The giant corporations were unbelievably arrogant and oppressive and would go to any lengths to protect their freedom -- the freedom to exploit and the freedom to crush any obstacle blocking the golden road to mammon. Not one American corporation -- oil, steel, auto, rubber, meat packing -- would allow its workers to organize; labor unions were branded subversive and communistic and any worker who didn't toe the line was summarily fired and then blacklisted throughout the industry. When they defied their bosses, they were beaten up or murdered by company strikebreakers or gunned down by the police of corrupt big-city bosses allied with the corporations, like in the infamous Memorial Day Massacre in Chicago when dozens of peaceful pickets were shot in the back.
There is no doubt as you read forward in this interview that Alinsky was no angel, but that largely isn't the point. In his time the reward for standing up to power was a blow to the head or a shot in the back. And he had to fight fire with fire. But you can read and judge for yourself, but I see the transformation into a character that wanted to do the right thing, and had to work within the system and with the tools that he had.
And he also nails a point that is perfectly valid today.
But over and above all these devices, the ultimate key to acceptance by a community is respect for the dignity of the individual you're dealing with. If you feel smug or arrogant or condescending, he'll sense it right away, and you might as well take the next plane out. The first thing you've got to do in a community is listen, not talk, and learn to eat, sleep, breathe only one thing: the problems and aspirations of the community. Because no matter how imaginative your tactics, how shrewd your strategy, you're doomed before you even start if you don't win the trust and respect of the people; and the only way to get that is for you to trust and respect them. And without that respect there's no communication, no mutual confidence and no action. That's the first lesson any good organizer has to learn, and I learned it in Back of the Yards.

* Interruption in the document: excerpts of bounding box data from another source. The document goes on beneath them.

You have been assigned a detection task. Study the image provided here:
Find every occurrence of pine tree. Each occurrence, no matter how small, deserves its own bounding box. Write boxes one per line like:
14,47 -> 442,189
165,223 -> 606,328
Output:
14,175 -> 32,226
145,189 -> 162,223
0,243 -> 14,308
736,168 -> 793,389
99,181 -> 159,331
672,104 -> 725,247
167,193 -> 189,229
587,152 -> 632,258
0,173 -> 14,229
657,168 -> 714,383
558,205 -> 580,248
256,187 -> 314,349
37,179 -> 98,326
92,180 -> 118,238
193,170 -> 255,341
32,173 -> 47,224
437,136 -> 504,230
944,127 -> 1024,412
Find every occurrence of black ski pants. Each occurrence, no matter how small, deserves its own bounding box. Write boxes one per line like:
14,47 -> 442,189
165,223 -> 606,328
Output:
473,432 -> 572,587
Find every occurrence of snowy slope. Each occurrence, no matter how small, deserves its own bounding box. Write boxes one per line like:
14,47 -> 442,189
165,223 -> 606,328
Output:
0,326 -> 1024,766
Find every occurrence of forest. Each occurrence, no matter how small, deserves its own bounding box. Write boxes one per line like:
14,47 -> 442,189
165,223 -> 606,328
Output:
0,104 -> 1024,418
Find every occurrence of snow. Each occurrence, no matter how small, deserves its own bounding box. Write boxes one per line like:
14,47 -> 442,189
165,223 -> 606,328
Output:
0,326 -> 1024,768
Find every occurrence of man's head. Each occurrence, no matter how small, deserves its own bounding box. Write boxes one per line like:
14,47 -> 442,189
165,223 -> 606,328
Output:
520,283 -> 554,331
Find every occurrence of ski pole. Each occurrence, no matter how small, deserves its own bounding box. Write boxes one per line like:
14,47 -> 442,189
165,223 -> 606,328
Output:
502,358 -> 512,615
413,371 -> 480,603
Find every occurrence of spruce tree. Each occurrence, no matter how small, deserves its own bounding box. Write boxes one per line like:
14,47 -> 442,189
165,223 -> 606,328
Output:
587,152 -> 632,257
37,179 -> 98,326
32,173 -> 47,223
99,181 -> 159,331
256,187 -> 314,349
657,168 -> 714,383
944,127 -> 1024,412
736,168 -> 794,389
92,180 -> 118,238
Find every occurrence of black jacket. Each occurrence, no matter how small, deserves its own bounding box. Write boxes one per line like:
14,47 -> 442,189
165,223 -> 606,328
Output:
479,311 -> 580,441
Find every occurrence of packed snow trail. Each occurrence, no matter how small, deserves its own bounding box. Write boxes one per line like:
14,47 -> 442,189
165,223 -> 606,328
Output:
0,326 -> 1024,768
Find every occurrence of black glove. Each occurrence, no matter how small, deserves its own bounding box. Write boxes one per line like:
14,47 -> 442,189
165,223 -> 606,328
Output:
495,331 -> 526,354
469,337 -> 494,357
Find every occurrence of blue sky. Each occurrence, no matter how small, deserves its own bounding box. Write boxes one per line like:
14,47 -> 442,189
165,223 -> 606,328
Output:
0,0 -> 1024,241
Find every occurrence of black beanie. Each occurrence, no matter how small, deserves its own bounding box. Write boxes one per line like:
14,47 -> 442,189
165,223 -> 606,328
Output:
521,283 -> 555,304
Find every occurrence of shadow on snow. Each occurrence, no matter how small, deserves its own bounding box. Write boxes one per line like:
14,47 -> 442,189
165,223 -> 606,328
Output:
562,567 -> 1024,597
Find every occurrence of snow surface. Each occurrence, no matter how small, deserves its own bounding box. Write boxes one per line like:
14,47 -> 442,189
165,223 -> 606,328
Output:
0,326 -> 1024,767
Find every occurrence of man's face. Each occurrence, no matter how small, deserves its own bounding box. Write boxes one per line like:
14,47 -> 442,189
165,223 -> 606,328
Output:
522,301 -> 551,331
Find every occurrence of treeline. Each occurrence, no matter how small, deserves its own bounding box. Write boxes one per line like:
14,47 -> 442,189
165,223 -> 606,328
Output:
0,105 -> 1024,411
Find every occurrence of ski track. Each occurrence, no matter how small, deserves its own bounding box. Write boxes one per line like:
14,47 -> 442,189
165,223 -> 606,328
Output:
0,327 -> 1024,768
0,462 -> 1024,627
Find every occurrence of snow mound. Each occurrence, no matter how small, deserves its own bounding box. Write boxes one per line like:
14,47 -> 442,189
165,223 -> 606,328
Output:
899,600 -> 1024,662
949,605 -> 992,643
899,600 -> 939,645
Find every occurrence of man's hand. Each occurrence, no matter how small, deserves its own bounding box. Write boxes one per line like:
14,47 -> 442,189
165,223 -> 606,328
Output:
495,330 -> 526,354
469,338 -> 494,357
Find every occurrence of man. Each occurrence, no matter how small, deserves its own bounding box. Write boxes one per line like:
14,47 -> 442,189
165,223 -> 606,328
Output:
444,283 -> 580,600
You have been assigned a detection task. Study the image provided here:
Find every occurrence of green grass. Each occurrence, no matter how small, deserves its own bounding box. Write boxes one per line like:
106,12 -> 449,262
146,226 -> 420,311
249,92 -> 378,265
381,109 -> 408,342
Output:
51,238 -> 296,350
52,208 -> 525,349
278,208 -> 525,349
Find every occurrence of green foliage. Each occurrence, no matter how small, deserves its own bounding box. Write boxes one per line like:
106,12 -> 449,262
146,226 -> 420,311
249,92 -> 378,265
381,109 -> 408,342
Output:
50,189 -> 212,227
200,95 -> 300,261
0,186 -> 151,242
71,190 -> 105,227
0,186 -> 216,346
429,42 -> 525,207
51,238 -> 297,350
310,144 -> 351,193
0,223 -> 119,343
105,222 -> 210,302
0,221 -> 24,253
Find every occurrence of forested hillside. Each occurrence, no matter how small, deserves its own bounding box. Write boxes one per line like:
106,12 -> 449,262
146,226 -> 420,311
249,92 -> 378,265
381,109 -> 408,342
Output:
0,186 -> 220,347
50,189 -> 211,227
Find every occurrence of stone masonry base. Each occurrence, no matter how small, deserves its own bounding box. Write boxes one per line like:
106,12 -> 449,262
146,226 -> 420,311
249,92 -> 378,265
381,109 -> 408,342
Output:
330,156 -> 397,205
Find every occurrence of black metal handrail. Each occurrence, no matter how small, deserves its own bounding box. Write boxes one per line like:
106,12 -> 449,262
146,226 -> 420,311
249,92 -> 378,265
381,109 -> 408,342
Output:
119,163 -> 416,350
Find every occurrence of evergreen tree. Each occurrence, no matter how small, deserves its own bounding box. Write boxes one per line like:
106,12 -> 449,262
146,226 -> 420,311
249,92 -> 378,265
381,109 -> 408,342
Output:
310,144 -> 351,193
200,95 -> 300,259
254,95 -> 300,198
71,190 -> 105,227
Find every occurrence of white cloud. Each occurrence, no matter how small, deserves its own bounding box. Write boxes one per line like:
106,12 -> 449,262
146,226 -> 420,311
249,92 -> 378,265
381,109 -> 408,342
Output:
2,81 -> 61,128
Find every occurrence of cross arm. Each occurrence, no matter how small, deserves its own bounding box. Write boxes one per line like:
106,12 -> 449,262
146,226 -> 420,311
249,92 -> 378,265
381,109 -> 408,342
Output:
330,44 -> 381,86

I'm sure that if I was a hardcore conservative like my friend, then perhaps I could only view a man like Alinsky through the cold lens of a black and white moral world. He did some dirty things, thus he is an immoral man. But he grew up in a time when the common pinnings of society that we take for granted were gone. Violence, starvation, poverty, these were the norm of the time. And Alinsky wanted to better himself, and more importantly better others. And he handed down tools that we can use today, that we DO use today, to continue the betterment of others and ourselves. And that is admirable.
But take the time to read the interview yourself. Make your own judgement. I'm not going to try to defend every statement ever made by Saul Alinsky, but I will thank him for doing the right thing. And maybe if I do the right thing as well, I can help prevent the kind of America that Alinsky had to grow up in from happening again. And I'll gladly take both Kos's and Alinsky's help in doing just that.